Here are some of Lisa’s valuable reflections, ideas, and insights into the mindsets, knowledge, and skills great leaders have in leading through change.
Education Elements: What should leaders be mindful of in their approach to communication in times of change?
In order to respond to change effectively, leaders must first define what change is and how it can impact their organization. Change can occur in many ways and impact various outcomes. However, change is not the opposite of stability. In contrast, change provides an opportunity for organizations to demonstrate forward-thinking and sound planning in ways that a lack of environmental fluctuation can not offer. Stability is illustrated through change – not in the absence of it.
Policy, personnel, protocols, marketing, and even the weather subject organizations to constant change. If leaders wait to communicate change at the point of change, they could, unfortunately, be at a disadvantage. Leaders can help prepare their organizations for change by considering and practicing different approaches for accomplishing tasks and training others for their own leadership roles. These are critical steps to ensure organizations don’t hinge on the performance of one person’s leadership through times of change.
Organizations are like systems. Therefore, each department is interrelated and interdependent. Each team member with different functional responsibilities is equally important to the success of organizational goals and outcomes. For this reason, every team member from the mail carrier to the CEO must be prepared to effectively lead in their roles while maintaining the understanding that change is a constant. Even when the type of change differs, we can apply similar tactics of change management and communication to new situations.

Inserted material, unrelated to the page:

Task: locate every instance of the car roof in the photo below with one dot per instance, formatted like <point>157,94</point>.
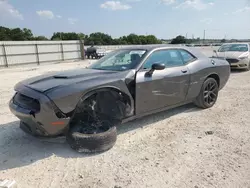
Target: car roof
<point>192,50</point>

Education Elements: What can leaders do proactively to anticipate and prepare for change?
I approach this with a strategy I call TKO. If we want to knock something out instead of being knocked out, we need the boxer’s mentality of preparing for the fight before the fight begins.
Trends: Prepare yourself and understand the actions and reactions of your competitor. How can we look outside of ourselves and learn from other leaders’ or organizations’ approaches to anticipating and preparing for change? How are others organizing their staff and their structures in an efficient and effective way?
Knowledge: How can we constantly learn, so we have a bank of resources and ideas that we can pull from when we need them? What data supports pivots in our framework or practice now?
Outcome: Don’t forget the vision that your organization or team has. In Dallas, our goal is to increase college and career readiness for our students. I have the control to align my learning, decisions, and change management strategies according to these outcomes. This ensures I am guiding myself and others towards our goal outcomes, regardless of what uncertainty or change we face.
Education Elements: What additional advice do you have for leaders who are currently navigating and leading through change?
Lisa: Don’t primarily lean on emotion, but lead with information. The objective is not to eliminate change but to grow in the midst of it. If you can do that well you are better prepared to achieve your organizational goals.
There are over 155,000 students in Dallas ISD, and we are so grateful for leaders like Lisa who are making an impact on the learning and lives of these students, every day.